I recently travelled to India with the help of this guide and found it to be extremely helpful and informative in many different areas.
It contained comprehensive lists of restaurants, hotels and tourist attractions across the Indian states. The hotels and restaurants had a variety of prices so all travellers can find something which suites their budget. There were also short review of each establishment with useful tips such as telling the reader that a particular restaurant has very large servings.
The maps provided can at times lack a little detail leading them to be unclear but largely they allow you to successfully find your way around and have all the accommodation reviewed in the guide marked on them.
A fellow traveller had a copy of the rough guide to India which was also helpful but we found the Lonely Planet version to be more so as it had a greater range of suggestions and tips.
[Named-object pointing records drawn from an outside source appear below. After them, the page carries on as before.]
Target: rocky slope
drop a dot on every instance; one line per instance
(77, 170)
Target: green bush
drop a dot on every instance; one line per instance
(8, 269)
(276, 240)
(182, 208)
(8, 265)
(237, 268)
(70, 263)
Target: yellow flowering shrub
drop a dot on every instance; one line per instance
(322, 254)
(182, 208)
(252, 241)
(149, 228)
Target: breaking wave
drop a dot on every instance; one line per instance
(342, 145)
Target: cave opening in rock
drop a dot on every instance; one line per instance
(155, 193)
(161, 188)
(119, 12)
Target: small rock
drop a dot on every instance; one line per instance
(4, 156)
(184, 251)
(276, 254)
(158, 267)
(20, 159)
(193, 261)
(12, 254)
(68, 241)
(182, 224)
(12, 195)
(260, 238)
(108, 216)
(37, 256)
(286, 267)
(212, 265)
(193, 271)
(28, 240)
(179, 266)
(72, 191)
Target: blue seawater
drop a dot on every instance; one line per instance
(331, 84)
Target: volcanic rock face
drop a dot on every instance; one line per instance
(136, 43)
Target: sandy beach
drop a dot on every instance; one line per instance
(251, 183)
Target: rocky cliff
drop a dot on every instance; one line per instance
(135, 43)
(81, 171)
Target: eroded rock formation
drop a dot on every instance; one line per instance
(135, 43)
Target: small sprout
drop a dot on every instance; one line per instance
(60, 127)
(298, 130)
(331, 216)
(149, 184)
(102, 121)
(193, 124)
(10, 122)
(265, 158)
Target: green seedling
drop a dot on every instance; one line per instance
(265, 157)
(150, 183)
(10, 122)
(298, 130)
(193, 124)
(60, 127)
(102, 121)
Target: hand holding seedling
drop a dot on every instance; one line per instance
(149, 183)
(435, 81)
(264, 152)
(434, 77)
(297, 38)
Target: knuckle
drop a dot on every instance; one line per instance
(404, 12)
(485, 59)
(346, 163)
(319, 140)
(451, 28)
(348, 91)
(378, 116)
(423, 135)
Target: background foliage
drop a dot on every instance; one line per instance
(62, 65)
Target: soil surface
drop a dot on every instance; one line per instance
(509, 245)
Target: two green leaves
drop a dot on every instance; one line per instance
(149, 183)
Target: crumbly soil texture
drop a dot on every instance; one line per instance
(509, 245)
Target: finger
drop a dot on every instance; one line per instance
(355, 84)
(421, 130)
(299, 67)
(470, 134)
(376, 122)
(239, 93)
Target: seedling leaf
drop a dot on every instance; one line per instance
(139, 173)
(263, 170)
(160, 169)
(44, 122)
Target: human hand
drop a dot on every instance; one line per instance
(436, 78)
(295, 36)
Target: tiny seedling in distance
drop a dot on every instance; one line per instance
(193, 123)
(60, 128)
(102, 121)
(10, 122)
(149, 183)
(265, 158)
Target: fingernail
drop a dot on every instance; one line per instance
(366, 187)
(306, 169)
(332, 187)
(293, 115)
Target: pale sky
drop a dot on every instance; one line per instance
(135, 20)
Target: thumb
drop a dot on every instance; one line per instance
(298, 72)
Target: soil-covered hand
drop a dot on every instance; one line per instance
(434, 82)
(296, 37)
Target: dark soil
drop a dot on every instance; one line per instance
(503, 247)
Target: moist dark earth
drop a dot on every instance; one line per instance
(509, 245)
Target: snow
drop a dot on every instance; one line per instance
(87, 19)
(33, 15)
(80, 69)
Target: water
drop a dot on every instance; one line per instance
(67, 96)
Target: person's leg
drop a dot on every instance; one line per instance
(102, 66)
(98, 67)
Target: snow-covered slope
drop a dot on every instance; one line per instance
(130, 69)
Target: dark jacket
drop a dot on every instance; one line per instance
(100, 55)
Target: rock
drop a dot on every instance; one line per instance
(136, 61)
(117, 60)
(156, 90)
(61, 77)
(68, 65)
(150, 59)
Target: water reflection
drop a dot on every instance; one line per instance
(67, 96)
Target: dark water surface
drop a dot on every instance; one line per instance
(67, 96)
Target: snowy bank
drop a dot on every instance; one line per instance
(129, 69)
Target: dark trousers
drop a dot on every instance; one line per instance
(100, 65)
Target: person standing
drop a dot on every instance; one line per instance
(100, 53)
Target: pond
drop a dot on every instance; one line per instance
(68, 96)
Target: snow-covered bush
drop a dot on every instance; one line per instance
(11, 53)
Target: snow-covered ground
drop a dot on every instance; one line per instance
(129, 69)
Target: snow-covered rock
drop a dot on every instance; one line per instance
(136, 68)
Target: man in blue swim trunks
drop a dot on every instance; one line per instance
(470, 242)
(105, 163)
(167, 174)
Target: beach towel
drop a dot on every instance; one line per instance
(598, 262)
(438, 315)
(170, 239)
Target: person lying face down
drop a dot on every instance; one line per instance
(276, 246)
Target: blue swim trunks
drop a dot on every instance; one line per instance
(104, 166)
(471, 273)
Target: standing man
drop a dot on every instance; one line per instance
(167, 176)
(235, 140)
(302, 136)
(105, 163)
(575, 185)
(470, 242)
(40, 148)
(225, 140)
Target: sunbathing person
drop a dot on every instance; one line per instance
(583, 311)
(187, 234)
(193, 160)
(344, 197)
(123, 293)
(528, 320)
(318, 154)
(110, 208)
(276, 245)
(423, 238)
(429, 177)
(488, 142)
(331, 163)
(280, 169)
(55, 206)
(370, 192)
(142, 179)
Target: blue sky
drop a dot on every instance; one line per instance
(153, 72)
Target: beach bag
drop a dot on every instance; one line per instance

The only problem is the size of the book- it is by no means a pocket guide which can be irritating when wishing to pack a small bag and smaller versions are only available for certain regions.
I recently travelled India with a friend; I had the 30th anniversary edition, and he had this one, which we found to be far superior.
The newer book has a few nice add-ons, like the Delhi metro map; but this book is far better value for money.
With an extremely comprehensive guide to every Indian state, this book also has many more budget options, and is much better for the penniless traveller!
With the best places to sleep and eat, and everything from Hindi to Djembe lessons, the only trouble is that once people have managed to get in the Lonely Planet, the prices seem to go up pretty quickly, and the hotels listed can often be full in-season.
Excellent guides for any kind of trip with itineraries from trekking to yoga retreats, and even though the price can seem a bit steep, when you're stuck at a train station in the middle of nowhere you'll be glad you have one!